Macías-García Laura, Luna-Romera José María, García-Gutiérrez Jorge, Martínez-Ballesteros María, Riquelme-Santos José C, González-Cámpora Ricardo
Department of Anatomic Pathology. Hospital Infanta Elena, Huelva, Spain.
Department of Computer Languages and Systems, ETSII, University of Seville, Spain.
J Biomed Inform. 2017 Aug;72:33-44. doi: 10.1016/j.jbi.2017.06.020. Epub 2017 Jun 27.
Breast cancer is the most common cause of cancer death in women. Today, post-transcriptional protein products of the genes involved in breast cancer can be identified by immunohistochemistry. However, this method has problems arising from the intra-observer and inter-observer variability in the assessment of pathologic variables, which may result in misleading conclusions.

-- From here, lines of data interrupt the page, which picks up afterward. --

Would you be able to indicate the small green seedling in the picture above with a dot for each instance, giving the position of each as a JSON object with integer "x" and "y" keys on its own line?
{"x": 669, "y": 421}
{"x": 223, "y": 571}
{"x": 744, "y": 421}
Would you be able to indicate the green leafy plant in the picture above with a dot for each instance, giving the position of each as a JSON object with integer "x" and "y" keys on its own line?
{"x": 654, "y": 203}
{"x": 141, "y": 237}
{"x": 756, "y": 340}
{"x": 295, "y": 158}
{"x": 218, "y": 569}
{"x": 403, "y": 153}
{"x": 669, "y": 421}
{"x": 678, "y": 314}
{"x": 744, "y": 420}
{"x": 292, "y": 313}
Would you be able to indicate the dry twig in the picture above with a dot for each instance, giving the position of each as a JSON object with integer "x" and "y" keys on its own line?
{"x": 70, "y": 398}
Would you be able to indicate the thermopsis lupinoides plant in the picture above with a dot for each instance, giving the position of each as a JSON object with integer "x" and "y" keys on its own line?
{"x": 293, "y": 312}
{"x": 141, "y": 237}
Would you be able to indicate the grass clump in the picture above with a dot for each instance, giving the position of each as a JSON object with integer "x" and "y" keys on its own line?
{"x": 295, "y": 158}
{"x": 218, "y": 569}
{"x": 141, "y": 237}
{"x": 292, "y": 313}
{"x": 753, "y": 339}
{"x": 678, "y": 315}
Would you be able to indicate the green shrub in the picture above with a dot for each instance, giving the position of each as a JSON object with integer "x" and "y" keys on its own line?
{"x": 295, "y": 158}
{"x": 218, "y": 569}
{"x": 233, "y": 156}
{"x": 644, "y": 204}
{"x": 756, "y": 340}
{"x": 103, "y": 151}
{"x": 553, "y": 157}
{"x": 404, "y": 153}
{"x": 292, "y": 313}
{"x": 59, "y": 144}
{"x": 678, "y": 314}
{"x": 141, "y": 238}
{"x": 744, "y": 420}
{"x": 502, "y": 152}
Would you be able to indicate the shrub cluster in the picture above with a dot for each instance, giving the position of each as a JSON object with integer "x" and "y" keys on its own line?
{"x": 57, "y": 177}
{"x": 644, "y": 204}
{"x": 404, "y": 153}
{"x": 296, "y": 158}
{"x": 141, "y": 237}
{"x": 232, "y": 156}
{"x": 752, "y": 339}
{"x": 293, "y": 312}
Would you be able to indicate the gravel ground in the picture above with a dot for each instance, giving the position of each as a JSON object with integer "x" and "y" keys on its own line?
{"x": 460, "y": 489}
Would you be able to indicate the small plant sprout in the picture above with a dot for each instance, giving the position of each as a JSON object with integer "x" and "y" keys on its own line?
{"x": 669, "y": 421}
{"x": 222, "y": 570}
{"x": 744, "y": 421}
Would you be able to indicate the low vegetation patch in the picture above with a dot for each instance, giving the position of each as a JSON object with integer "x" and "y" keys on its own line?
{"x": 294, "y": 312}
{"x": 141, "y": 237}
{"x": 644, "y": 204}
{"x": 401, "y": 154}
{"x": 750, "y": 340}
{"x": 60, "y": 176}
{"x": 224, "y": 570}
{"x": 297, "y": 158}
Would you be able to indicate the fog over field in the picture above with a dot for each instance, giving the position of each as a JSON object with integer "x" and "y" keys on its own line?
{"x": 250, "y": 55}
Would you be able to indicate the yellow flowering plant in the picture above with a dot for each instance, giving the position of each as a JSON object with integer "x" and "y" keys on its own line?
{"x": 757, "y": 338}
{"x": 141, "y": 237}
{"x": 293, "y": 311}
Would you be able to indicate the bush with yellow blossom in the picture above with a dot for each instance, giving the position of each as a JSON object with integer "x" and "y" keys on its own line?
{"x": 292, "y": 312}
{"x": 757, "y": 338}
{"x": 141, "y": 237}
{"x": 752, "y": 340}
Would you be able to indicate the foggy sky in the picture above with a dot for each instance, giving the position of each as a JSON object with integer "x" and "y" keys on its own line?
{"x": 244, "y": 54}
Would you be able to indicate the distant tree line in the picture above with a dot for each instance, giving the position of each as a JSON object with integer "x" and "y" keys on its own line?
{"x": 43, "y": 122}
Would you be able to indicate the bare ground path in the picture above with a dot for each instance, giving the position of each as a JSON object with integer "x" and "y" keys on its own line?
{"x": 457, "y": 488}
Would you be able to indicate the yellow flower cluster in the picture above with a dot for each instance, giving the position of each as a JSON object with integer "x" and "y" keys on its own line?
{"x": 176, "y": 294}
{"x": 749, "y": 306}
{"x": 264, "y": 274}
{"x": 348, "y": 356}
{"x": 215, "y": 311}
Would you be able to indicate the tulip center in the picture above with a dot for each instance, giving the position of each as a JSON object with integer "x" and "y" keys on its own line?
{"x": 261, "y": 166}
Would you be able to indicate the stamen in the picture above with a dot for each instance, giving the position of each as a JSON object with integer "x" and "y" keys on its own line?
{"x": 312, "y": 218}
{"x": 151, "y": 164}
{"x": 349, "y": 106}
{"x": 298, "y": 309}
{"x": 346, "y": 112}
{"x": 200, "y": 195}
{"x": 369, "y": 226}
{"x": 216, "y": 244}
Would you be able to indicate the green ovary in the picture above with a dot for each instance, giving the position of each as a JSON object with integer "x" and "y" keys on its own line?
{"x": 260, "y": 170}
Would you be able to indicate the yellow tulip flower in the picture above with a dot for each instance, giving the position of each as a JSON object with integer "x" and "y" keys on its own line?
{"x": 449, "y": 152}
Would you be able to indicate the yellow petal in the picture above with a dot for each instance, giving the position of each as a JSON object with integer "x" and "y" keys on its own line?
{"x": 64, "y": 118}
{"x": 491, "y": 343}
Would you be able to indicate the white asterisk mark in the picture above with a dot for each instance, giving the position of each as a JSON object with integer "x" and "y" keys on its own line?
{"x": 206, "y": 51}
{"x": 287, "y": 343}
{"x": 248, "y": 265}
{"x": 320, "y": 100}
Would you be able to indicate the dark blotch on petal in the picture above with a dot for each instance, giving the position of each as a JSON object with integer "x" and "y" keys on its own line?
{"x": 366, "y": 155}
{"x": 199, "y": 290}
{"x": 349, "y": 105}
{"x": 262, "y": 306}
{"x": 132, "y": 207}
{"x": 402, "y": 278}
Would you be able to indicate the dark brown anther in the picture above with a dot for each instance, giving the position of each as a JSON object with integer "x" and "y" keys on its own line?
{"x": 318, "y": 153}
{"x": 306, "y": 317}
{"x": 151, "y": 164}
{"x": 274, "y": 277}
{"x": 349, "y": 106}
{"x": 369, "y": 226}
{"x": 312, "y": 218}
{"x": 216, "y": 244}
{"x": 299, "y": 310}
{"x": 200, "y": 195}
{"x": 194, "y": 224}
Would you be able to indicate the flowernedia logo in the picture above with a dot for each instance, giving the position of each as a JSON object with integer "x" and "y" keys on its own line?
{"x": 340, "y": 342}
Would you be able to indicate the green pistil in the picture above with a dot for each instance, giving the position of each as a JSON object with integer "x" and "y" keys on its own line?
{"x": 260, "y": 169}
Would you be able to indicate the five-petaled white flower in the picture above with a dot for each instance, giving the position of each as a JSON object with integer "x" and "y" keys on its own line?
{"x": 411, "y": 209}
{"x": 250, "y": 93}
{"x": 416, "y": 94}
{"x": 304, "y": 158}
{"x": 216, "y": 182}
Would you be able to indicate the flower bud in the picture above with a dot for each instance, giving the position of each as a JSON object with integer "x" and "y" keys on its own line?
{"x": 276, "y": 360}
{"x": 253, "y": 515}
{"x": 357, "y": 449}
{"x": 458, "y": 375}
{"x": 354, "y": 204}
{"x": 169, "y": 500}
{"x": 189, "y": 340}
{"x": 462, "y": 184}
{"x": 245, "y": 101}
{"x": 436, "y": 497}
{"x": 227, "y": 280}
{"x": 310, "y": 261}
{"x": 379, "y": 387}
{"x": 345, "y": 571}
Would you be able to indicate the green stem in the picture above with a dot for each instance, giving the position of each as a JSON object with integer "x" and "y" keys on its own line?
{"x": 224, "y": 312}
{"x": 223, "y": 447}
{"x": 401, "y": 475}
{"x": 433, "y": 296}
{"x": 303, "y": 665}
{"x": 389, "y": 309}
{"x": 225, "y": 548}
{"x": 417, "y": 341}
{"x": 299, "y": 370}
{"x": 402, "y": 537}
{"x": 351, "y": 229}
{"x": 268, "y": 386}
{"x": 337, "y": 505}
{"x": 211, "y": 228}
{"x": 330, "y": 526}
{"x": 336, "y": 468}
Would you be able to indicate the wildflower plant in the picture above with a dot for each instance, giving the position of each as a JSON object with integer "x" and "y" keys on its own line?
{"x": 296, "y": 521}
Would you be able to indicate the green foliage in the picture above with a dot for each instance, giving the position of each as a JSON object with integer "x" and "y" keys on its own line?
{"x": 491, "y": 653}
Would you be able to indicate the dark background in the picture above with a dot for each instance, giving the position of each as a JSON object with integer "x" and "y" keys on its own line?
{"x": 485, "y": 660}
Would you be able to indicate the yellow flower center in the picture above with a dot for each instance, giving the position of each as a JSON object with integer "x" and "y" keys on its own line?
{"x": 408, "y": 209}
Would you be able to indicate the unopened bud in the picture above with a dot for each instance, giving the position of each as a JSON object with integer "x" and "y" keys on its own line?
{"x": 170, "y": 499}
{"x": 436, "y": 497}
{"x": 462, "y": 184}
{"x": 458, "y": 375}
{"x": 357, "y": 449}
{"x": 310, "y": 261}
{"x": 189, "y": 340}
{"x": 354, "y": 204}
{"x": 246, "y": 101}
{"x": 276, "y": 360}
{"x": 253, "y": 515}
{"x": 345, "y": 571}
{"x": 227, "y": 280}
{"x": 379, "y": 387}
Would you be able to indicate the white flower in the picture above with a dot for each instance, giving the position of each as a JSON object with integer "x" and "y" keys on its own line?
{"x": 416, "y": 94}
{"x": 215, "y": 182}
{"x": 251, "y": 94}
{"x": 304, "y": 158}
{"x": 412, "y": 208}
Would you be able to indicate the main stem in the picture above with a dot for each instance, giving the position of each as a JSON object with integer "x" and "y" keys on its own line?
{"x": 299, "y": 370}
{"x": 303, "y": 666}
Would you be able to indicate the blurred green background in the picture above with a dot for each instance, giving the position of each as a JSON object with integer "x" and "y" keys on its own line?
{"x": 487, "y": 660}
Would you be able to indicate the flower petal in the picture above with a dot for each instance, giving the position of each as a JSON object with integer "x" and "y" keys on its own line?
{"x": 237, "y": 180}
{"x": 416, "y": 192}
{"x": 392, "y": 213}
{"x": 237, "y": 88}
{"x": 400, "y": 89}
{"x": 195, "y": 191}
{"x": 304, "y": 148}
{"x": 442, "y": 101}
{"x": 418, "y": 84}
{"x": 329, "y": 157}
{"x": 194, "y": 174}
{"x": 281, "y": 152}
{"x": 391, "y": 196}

Using an optimal selection of preprocessing techniques may help to reduce observer variability. Deep learning has emerged as a powerful technique for any tasks related to machine learning such as classification and regression. The aim of this work is to use autoencoders (neural networks commonly used to feed deep learning architectures) to improve the quality of the data for developing immunohistochemistry signatures with prognostic value in breast cancer. Our testing on data from 222 patients with invasive non-special type breast carcinoma shows that an automatic binarization of experimental data after autoencoding could outperform other classical preprocessing techniques (such as human-dependent or automatic binarization only) when applied to the prognosis of breast cancer by immunohistochemical signatures.
乳腺癌是女性癌症死亡的最常见原因。如今,参与乳腺癌的基因的转录后蛋白质产物可通过免疫组织化学来识别。然而,该方法存在问题,即在病理变量评估中存在观察者内和观察者间的变异性,这可能导致误导性结论。使用最佳的预处理技术选择可能有助于减少观察者变异性。深度学习已成为与机器学习相关的任何任务(如分类和回归)的强大技术。这项工作的目的是使用自动编码器(常用于为深度学习架构提供数据的神经网络)来提高数据质量,以开发具有乳腺癌预后价值的免疫组织化学特征。我们对222例浸润性非特殊类型乳腺癌患者的数据测试表明,自动编码后对实验数据进行自动二值化,在通过免疫组织化学特征应用于乳腺癌预后时,可能优于其他经典预处理技术(如仅依赖人工或自动二值化)。